A federal judge ordered the U.S. Postal Service to thoroughly scan facilities located in battleground areas on Tuesday in search of voting ballots – and rush deliver them for Election Day counting.
U.S. District Judge Emmet Sullivan issued a 3 p.m. Tuesday deadline for the Postal Service to “ensure that no ballots have been held up and that any identified ballots are immediately sent out for delivery” in areas of key battleground states, according to The Hill.
The areas included in the order have seen slow mailed ballot processing, and a narrow race between President Trump and Democratic candidate Joe Biden. The areas include Philadelphia and central Pennsylvania; Detroit; Colorado; Wyoming; Atlanta; Houston; Alabama; Northern New England; greater South Carolina; Lakeland and South Florida; and Arizona.
Michigan, Georgia, Florida, and Arizona all require mailed ballots to be received by the time polls close on Election Day to be counted.
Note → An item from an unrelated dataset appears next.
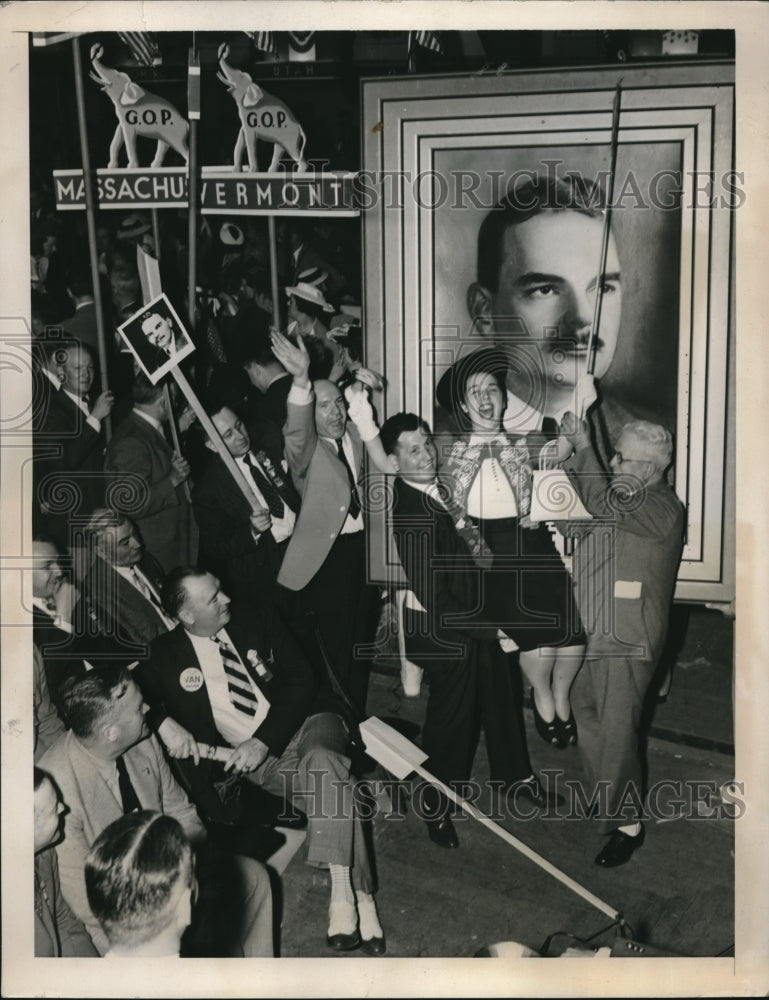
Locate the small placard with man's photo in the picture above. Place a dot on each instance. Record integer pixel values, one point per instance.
(157, 338)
Pennsylvania and Texas, do not, however.
Texas allows mailed ballots to be received on November 4, as long as they are postmarked on November 3. Pennsylvania accepts ballots received until November 6 as long as they are dated November 3, a deadline that was just upheld by the Supreme Court this week.
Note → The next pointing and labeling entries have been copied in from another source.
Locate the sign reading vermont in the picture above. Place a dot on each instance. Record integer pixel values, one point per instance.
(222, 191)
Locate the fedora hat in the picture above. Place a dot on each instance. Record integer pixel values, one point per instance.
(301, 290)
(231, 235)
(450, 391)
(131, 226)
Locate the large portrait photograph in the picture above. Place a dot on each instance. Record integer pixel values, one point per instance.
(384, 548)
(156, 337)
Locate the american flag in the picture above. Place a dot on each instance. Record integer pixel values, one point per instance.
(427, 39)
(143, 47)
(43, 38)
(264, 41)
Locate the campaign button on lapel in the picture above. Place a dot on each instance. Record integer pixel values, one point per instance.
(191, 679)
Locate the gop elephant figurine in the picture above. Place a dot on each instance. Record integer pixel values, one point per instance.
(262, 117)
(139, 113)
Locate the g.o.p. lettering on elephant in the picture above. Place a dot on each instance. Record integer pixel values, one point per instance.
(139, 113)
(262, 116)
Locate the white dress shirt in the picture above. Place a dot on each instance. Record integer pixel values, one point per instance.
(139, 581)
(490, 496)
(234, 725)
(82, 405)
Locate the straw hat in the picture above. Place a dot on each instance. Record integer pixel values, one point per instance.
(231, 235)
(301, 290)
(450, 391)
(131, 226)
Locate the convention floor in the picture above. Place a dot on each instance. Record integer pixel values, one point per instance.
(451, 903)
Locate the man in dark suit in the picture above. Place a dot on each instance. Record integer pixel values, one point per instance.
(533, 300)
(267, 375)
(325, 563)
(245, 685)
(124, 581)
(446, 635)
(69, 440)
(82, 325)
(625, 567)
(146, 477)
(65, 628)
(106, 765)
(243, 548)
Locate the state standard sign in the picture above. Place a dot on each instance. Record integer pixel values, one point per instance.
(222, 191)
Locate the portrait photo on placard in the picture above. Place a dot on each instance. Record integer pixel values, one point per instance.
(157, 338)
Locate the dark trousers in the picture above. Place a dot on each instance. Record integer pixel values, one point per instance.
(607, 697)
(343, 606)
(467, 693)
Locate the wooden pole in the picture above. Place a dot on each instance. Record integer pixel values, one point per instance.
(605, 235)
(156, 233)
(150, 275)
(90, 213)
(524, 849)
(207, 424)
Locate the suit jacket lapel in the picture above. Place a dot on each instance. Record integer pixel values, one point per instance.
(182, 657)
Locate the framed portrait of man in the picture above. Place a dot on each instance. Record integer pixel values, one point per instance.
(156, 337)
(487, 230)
Sullivan’s order came after the Postal Service provided data that showed mailing delays in numerous regions around the nation.
A data analysis conducted by the NAACP, who is involved in the lawsuit against the Postal Service, found that nearly 300,000 ballots scanned into the Postal Service’s system did not have a destination scan to confirm whether the ballots were delivered.